Po raz pierwszy w życiu znalazłaś się na kierowniczym stanowisku. Jakie uczucia towarzyszyły ci półtora roku temu, a jak jest teraz?
Gdy dostałam propozycję pracy na stanowisku kierowniczki filii MOK, długo się zastanawiałam, bo wiedziałam, że moje życie bardzo się zmieni. Przyjęłam propozycję bez oczekiwań, nastawienia na cokolwiek, dałam sobie czas, postanowiłam dać się porwać biegowi zdarzeń, by sprawdzić, w którym kierunku mnie los zaprowadzi. Wydawało mi się, że wiedziałam też czego się spodziewać, ale pojawiły się ciężkie momenty. Mam jednak wrażenie, że już się osadziłam po tak zwanej drugiej stronie lustra.
Co tak naprawdę zmieniło się w pracy?
Ani miejsce, ani nawet biurko się nie zmieniło. Zmienił się za to sposób pracy. Wcześniej pracowałam warsztatowo z dziećmi. Po zmianie stanowiska miałam jeszcze część grup. Trwało to pół roku.

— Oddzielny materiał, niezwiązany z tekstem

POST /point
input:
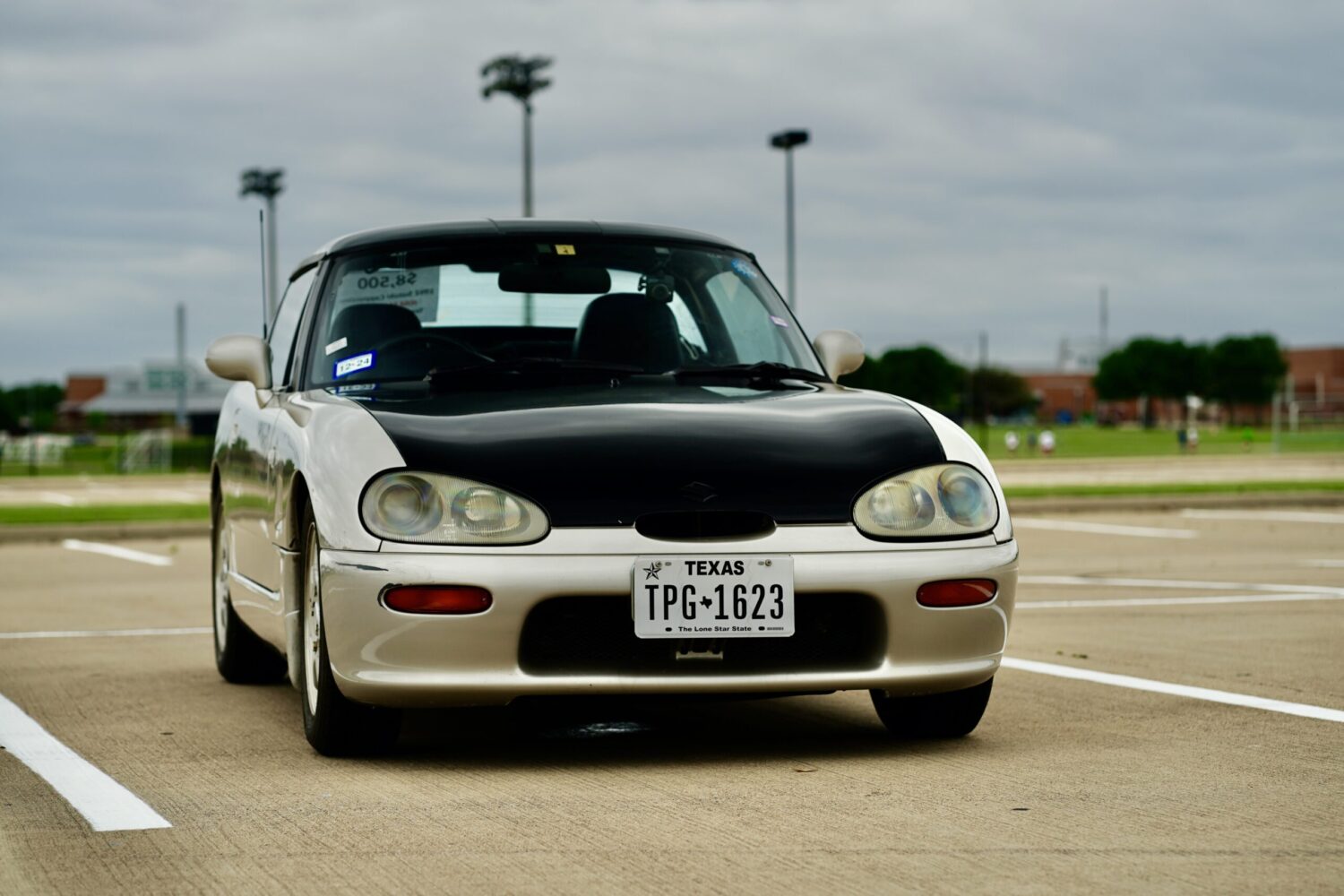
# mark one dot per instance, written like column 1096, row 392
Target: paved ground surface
column 1067, row 786
column 195, row 489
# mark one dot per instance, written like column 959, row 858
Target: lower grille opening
column 596, row 635
column 690, row 525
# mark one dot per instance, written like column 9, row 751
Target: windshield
column 574, row 304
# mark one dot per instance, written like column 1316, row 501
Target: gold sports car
column 478, row 461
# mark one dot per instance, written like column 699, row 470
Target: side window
column 287, row 325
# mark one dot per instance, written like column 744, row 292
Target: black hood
column 599, row 455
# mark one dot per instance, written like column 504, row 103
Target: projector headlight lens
column 946, row 500
column 429, row 508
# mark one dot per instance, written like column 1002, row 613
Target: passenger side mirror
column 840, row 351
column 241, row 358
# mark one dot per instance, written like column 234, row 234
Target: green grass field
column 1093, row 441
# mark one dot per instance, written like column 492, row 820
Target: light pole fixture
column 518, row 77
column 257, row 182
column 787, row 140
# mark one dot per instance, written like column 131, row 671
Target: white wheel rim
column 312, row 625
column 220, row 598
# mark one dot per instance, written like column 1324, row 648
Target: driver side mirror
column 840, row 351
column 241, row 358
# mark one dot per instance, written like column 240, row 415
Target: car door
column 254, row 524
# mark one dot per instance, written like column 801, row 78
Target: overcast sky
column 975, row 166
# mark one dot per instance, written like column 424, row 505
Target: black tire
column 333, row 724
column 241, row 656
column 933, row 716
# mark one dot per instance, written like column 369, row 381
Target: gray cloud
column 975, row 166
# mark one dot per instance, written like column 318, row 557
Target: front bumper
column 384, row 657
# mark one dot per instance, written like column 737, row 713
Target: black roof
column 505, row 228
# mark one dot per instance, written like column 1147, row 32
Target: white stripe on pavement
column 1176, row 691
column 104, row 633
column 1160, row 602
column 1104, row 528
column 104, row 804
column 116, row 551
column 1193, row 584
column 1271, row 516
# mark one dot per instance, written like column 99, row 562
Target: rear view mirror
column 840, row 351
column 239, row 358
column 556, row 279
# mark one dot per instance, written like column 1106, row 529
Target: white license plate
column 712, row 597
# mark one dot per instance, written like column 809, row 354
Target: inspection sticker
column 354, row 365
column 744, row 269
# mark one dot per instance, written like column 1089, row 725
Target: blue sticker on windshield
column 352, row 365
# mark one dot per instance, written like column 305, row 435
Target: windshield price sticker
column 712, row 597
column 413, row 288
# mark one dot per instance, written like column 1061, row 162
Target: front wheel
column 933, row 716
column 333, row 724
column 239, row 654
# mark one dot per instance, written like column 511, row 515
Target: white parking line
column 1160, row 602
column 104, row 633
column 115, row 551
column 1271, row 516
column 1193, row 584
column 1102, row 528
column 1175, row 689
column 104, row 804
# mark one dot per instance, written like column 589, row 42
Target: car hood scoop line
column 679, row 455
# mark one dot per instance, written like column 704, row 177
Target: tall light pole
column 266, row 185
column 518, row 77
column 787, row 140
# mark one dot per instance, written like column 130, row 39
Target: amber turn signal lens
column 957, row 592
column 453, row 599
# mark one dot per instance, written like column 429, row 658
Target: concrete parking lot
column 1201, row 750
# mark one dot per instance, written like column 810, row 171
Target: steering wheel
column 430, row 338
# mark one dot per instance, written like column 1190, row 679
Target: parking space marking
column 105, row 804
column 1175, row 689
column 105, row 633
column 1271, row 516
column 1102, row 528
column 116, row 551
column 1193, row 584
column 1161, row 602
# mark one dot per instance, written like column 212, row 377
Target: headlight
column 937, row 501
column 427, row 508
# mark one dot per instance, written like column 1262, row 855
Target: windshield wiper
column 760, row 371
column 529, row 366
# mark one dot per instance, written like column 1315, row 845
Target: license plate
column 712, row 597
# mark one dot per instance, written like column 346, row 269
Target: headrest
column 373, row 323
column 629, row 328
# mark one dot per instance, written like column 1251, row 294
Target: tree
column 922, row 374
column 37, row 401
column 1000, row 392
column 1246, row 370
column 1152, row 367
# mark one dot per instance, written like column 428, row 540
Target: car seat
column 629, row 328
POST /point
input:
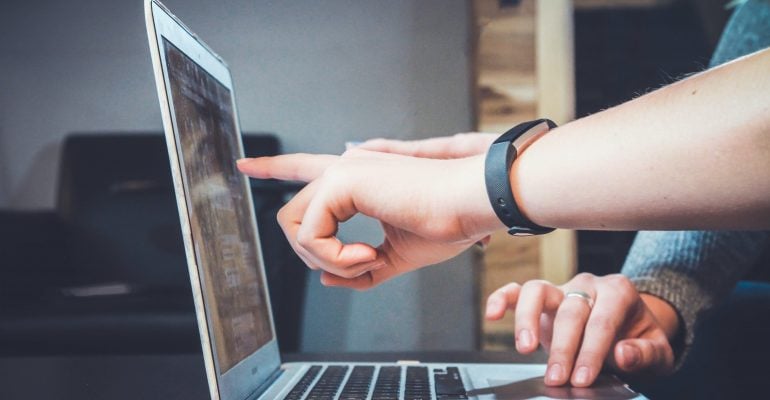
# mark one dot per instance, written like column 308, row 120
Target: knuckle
column 620, row 282
column 567, row 313
column 304, row 240
column 536, row 285
column 561, row 353
column 601, row 323
column 282, row 217
column 590, row 358
column 353, row 152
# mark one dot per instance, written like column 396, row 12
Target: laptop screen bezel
column 249, row 374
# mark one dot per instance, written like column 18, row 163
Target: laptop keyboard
column 335, row 383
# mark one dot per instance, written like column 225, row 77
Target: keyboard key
column 329, row 383
column 449, row 385
column 388, row 385
column 358, row 384
column 301, row 387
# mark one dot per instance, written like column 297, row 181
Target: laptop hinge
column 261, row 389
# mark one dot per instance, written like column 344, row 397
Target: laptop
column 230, row 292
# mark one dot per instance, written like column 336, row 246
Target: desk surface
column 173, row 376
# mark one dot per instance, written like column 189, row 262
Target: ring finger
column 568, row 327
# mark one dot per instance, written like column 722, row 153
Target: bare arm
column 692, row 155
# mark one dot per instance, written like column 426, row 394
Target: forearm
column 693, row 155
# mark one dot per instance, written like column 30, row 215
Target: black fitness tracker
column 497, row 169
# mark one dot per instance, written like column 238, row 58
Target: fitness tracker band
column 497, row 169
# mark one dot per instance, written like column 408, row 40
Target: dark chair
column 105, row 272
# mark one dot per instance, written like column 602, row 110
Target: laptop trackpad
column 605, row 387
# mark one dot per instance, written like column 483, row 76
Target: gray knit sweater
column 694, row 270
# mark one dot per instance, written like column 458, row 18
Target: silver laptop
column 230, row 291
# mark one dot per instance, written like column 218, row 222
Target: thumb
column 647, row 354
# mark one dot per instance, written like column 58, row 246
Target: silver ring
column 582, row 296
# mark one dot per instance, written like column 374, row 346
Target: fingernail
column 581, row 376
column 631, row 355
column 524, row 339
column 379, row 266
column 555, row 373
column 492, row 307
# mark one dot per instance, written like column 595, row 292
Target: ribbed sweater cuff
column 680, row 291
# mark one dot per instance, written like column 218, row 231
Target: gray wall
column 318, row 73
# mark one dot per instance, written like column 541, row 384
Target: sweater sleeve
column 692, row 270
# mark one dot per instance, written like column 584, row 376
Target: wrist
column 474, row 211
column 664, row 313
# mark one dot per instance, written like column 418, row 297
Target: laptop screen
column 222, row 229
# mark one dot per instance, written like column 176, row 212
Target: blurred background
column 90, row 249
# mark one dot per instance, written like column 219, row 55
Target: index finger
column 287, row 167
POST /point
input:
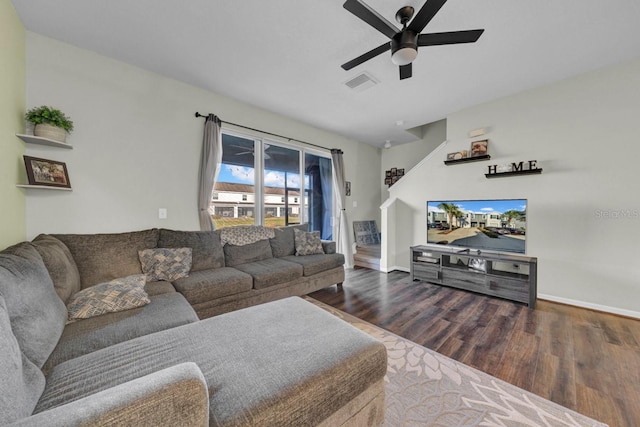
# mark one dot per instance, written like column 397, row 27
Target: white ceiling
column 285, row 55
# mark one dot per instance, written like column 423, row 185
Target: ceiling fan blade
column 425, row 15
column 371, row 17
column 405, row 71
column 451, row 37
column 367, row 56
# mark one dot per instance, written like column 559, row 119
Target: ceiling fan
column 405, row 43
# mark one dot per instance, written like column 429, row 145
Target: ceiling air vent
column 361, row 82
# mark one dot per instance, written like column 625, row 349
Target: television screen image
column 491, row 225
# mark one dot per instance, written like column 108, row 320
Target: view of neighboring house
column 231, row 200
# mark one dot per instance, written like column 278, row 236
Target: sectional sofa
column 285, row 362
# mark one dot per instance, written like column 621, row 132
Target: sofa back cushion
column 104, row 257
column 36, row 312
column 22, row 382
column 24, row 250
column 283, row 244
column 60, row 264
column 236, row 255
column 206, row 247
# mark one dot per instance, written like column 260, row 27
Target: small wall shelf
column 31, row 139
column 43, row 187
column 513, row 173
column 467, row 159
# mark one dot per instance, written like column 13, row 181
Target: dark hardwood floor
column 581, row 359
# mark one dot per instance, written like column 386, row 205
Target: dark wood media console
column 508, row 276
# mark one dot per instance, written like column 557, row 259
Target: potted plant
column 49, row 123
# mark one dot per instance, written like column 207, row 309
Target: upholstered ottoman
column 284, row 363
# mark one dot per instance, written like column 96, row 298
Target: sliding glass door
column 273, row 184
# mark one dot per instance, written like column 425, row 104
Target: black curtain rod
column 267, row 133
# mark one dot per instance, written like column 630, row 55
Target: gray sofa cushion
column 24, row 250
column 313, row 264
column 158, row 288
column 207, row 285
column 88, row 335
column 283, row 243
column 60, row 264
column 37, row 314
column 206, row 246
column 316, row 364
column 22, row 381
column 104, row 257
column 270, row 272
column 236, row 255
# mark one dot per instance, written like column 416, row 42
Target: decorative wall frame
column 46, row 172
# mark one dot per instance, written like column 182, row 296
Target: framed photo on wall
column 479, row 148
column 46, row 172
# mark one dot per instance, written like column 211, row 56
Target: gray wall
column 583, row 210
column 137, row 144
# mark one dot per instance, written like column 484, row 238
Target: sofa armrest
column 174, row 396
column 329, row 246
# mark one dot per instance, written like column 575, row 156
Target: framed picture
column 46, row 172
column 479, row 148
column 457, row 155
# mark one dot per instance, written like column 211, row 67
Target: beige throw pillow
column 117, row 295
column 166, row 263
column 307, row 243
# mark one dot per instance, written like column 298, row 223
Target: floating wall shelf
column 467, row 159
column 513, row 173
column 31, row 139
column 43, row 187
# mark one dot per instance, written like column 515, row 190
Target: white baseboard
column 394, row 268
column 592, row 306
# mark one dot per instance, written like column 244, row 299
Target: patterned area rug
column 425, row 388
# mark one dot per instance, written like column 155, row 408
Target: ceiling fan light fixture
column 404, row 56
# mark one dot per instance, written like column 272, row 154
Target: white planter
column 45, row 130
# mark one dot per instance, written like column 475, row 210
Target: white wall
column 406, row 156
column 137, row 144
column 584, row 134
column 12, row 88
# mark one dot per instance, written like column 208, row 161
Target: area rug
column 425, row 388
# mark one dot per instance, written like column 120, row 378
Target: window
column 292, row 185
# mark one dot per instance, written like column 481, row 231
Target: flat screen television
column 492, row 225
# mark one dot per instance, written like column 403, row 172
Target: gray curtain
column 343, row 243
column 324, row 166
column 210, row 160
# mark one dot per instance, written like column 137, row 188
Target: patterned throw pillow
column 308, row 243
column 166, row 263
column 117, row 295
column 245, row 234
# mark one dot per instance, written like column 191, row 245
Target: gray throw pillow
column 109, row 297
column 165, row 263
column 283, row 244
column 308, row 243
column 37, row 314
column 206, row 246
column 60, row 264
column 104, row 257
column 22, row 381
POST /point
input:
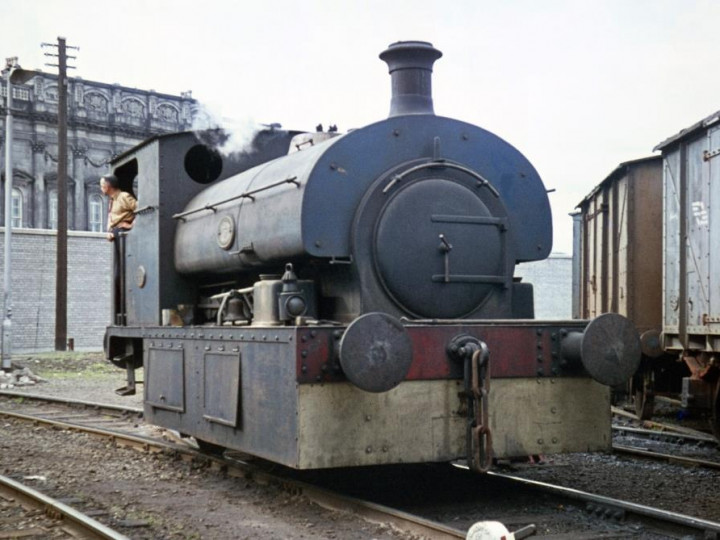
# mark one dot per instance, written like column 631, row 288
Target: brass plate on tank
column 226, row 232
column 140, row 276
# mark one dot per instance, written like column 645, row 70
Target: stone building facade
column 104, row 120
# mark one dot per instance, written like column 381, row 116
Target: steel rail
column 145, row 443
column 659, row 456
column 369, row 511
column 654, row 516
column 649, row 433
column 660, row 426
column 69, row 401
column 89, row 527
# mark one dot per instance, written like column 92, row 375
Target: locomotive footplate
column 281, row 393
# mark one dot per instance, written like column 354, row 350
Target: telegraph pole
column 61, row 265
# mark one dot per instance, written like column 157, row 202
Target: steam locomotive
column 326, row 300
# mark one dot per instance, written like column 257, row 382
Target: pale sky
column 577, row 86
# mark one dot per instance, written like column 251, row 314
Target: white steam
column 227, row 135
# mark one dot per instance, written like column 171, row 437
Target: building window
column 95, row 213
column 52, row 210
column 16, row 213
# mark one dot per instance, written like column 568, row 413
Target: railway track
column 666, row 443
column 552, row 511
column 27, row 513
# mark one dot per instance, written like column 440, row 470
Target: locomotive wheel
column 210, row 448
column 644, row 394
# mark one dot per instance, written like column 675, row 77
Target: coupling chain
column 477, row 390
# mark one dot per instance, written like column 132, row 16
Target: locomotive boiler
column 326, row 300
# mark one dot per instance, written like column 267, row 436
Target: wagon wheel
column 644, row 393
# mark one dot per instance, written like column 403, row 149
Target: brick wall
column 33, row 288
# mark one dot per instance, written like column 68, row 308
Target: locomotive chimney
column 410, row 65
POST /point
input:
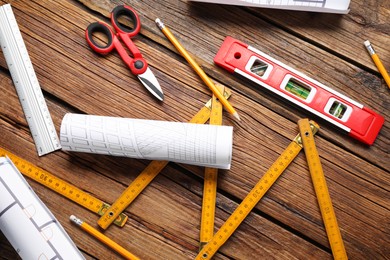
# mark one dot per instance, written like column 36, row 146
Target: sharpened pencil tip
column 235, row 114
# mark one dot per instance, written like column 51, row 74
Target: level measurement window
column 338, row 109
column 258, row 67
column 298, row 88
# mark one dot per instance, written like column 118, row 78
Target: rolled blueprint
column 27, row 223
column 203, row 145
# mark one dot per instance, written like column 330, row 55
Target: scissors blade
column 150, row 82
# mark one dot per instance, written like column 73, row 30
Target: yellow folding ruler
column 60, row 186
column 149, row 173
column 210, row 185
column 304, row 139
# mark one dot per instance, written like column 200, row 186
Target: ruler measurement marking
column 253, row 197
column 26, row 84
column 210, row 184
column 322, row 193
column 60, row 186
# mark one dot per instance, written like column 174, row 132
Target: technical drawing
column 203, row 145
column 27, row 223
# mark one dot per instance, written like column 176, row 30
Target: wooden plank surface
column 164, row 220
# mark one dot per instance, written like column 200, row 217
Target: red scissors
column 137, row 64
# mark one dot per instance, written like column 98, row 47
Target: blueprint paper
column 326, row 6
column 196, row 144
column 27, row 223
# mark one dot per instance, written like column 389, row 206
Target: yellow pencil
column 197, row 69
column 377, row 62
column 100, row 236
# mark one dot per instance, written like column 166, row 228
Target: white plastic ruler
column 26, row 84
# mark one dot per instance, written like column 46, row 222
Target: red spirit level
column 358, row 121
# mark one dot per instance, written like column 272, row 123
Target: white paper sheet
column 27, row 223
column 203, row 145
column 326, row 6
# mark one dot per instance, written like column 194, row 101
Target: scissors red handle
column 137, row 64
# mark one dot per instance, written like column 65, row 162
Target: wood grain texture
column 164, row 220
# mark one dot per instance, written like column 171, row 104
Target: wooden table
column 164, row 220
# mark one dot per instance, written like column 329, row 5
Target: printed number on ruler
column 61, row 187
column 253, row 197
column 210, row 185
column 26, row 84
column 148, row 174
column 321, row 190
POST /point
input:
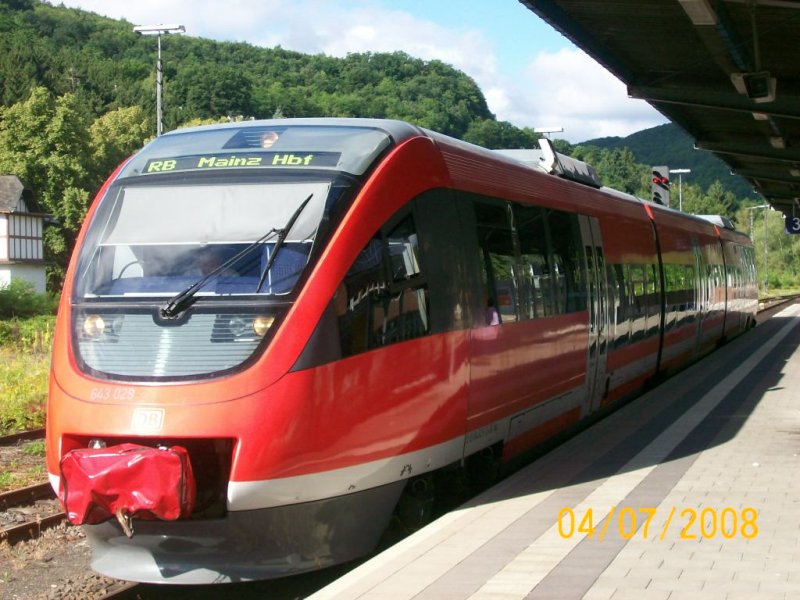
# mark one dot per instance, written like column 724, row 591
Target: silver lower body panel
column 246, row 545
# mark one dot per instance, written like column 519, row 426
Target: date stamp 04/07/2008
column 688, row 523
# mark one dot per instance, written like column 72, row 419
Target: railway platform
column 690, row 491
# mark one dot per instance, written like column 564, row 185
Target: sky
column 530, row 74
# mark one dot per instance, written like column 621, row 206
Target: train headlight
column 261, row 324
column 94, row 326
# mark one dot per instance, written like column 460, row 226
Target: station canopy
column 726, row 71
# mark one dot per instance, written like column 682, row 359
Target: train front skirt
column 246, row 545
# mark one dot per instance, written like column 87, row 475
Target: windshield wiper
column 279, row 244
column 180, row 302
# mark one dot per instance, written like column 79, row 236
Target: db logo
column 147, row 419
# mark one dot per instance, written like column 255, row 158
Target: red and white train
column 269, row 329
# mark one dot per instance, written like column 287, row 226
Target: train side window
column 496, row 242
column 653, row 299
column 384, row 296
column 534, row 268
column 622, row 324
column 568, row 263
column 404, row 250
column 638, row 286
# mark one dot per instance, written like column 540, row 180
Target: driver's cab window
column 384, row 296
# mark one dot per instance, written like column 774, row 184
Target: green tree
column 115, row 136
column 500, row 134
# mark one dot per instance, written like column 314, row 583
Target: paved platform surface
column 691, row 491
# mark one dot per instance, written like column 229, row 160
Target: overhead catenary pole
column 158, row 30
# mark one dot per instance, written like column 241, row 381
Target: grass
column 22, row 466
column 24, row 367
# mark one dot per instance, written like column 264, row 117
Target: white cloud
column 567, row 88
column 564, row 88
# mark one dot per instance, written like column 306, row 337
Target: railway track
column 22, row 436
column 26, row 512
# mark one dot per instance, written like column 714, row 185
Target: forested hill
column 670, row 145
column 102, row 60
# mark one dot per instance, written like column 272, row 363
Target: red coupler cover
column 142, row 482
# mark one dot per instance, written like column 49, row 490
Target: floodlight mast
column 158, row 31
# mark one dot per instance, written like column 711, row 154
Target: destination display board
column 244, row 160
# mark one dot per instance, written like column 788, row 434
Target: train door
column 596, row 376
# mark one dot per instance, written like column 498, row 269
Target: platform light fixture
column 546, row 131
column 158, row 31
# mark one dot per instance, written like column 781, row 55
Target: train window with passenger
column 384, row 297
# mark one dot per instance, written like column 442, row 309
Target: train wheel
column 415, row 509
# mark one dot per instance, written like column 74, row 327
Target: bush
column 20, row 299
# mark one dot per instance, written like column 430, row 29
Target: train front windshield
column 196, row 251
column 158, row 240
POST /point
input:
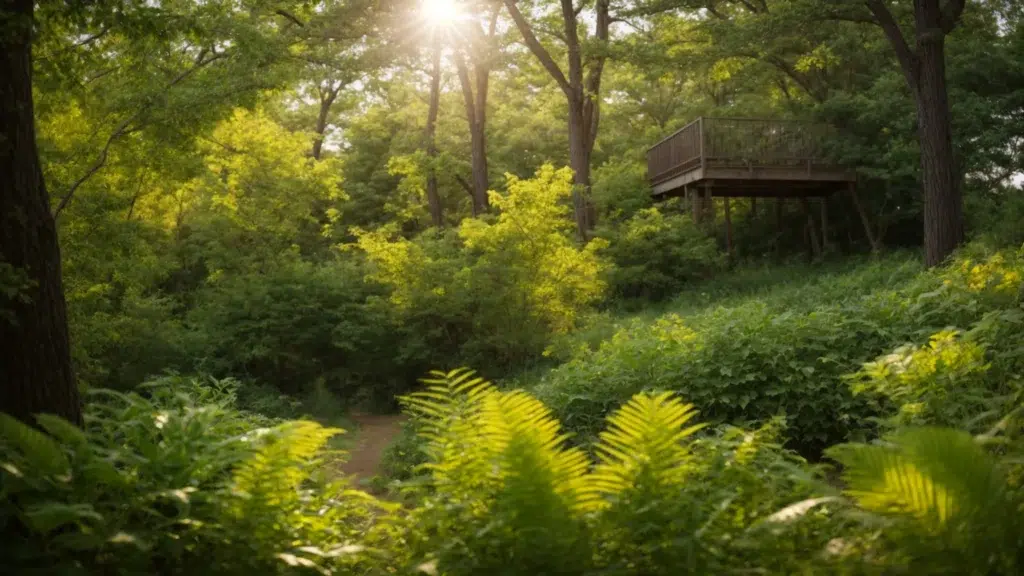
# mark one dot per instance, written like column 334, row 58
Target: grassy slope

Nie chciałam odcinać się od takiej pracy nagle. Jednak dotarło do mnie, że nie da się robić wszystkiego naraz. W natłoku różnych obowiązków miałam wrażenie, że niczego nie robię dobrze, dlatego w końcu zrezygnowałam z prowadzenia zajęć. Przestałam być ciocią Kinią… Ta zmiana zdecydowanie nie była dla mnie łatwa. Zaczęła się praca biurowa, siedząca, przy komputerze.
Pamiętam, że początki były trudne również z powodów kadrowych, ale wydaje się, że ostatecznie udało się opanować sytuację?
Wszystko się ułożyło od momentu, gdy udało mi się skompletować zespół. To też nie byłłatwy proces. Potrzebowaliśmy czasu, żeby się dotrzeć.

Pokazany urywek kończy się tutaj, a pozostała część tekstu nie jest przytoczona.